Steps towards an ANTLR4 based LSP for vscode-nextflow
Warning: DON'T MERGE INTO MASTER - this needs to go into a feature branch ;)
This PR is going back to a chat I had with ~~Tomaso~~ Paolo (😄). It is purely to provide visibility of my current development effort towards an ANTLR4 based language server protocol implementation of nextflow.
The goal is to have state of the art code completion, variable referencing, type checking, linking to definition statements etc. which is still a bit to go.
Implemented:
- [x] support to autocomplete most configuration scope variables in configuration files
To be implemented:
- [ ] refactor
parseTreetraversal helper functions - [ ] support rudimentary type inference for assign statements in config file
- [ ] support
processscope - [ ] support
workflowscope - [ ] support import statements
- [ ] support documentation
- [ ] support channels
- [ ] support variables
- [ ] support params ...
@jemunro in case you are looking into something like this as well, lets bundle forces
Hi @uwwint , before you go too much further, I have written an ANTLR4 grammar for Nextflow script and config files. It looks like you already found the Groovy grammar. Let's find a way to add my Nextflow grammars so you don't end up re-inventing the wheel.
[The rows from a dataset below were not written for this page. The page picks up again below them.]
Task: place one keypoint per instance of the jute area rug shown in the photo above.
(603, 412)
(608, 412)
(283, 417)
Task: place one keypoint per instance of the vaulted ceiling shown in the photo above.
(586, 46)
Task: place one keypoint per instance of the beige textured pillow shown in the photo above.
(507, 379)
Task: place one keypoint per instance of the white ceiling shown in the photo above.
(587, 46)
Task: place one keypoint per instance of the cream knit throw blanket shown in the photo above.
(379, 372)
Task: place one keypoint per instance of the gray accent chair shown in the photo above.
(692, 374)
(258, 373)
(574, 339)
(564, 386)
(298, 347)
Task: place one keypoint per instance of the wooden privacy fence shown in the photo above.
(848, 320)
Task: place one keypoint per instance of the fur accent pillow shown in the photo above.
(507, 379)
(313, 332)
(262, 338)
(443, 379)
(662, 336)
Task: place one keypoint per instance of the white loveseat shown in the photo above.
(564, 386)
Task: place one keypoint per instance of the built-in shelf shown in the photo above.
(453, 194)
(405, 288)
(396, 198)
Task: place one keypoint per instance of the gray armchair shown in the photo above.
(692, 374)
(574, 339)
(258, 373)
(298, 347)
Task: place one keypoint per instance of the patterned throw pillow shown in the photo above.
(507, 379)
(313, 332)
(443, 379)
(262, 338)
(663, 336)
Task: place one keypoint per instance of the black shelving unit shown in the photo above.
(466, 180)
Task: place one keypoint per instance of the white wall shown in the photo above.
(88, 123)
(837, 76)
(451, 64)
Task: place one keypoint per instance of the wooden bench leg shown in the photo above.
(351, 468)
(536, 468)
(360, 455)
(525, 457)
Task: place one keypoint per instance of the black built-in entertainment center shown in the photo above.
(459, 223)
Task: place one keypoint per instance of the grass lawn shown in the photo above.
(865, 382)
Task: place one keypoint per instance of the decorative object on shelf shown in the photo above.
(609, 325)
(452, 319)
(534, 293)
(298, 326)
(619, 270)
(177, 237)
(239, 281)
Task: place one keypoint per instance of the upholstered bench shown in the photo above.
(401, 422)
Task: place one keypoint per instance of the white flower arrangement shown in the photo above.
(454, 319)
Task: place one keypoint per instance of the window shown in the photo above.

Hi @bentsherman, Perfect! Could you point me to the grammar? It's straight forward to integrate. I'll put some documentation here later today.
It's currently sitting in a private repo. I will see about making it public when I get back from holiday next week.
Awesome @bentsherman. Cannot wait
@uwwint I added my grammar specs for nextflow config files and scripts. I was working with a "tiny groovy" spec to keep things simple, but I think we can move forward with the full groovy spec for now. I haven't set up the Groovy-optimized fork of antlr4 so I can't test these grammars yet, so feel free to run with them.
Hi @bentsherman,
Thanks for the contribution, I have successfully rebased your grammar on the official groovy, split them out, and generated all the compiled code. I will proceed with modifying grammarAdapter to utilise them.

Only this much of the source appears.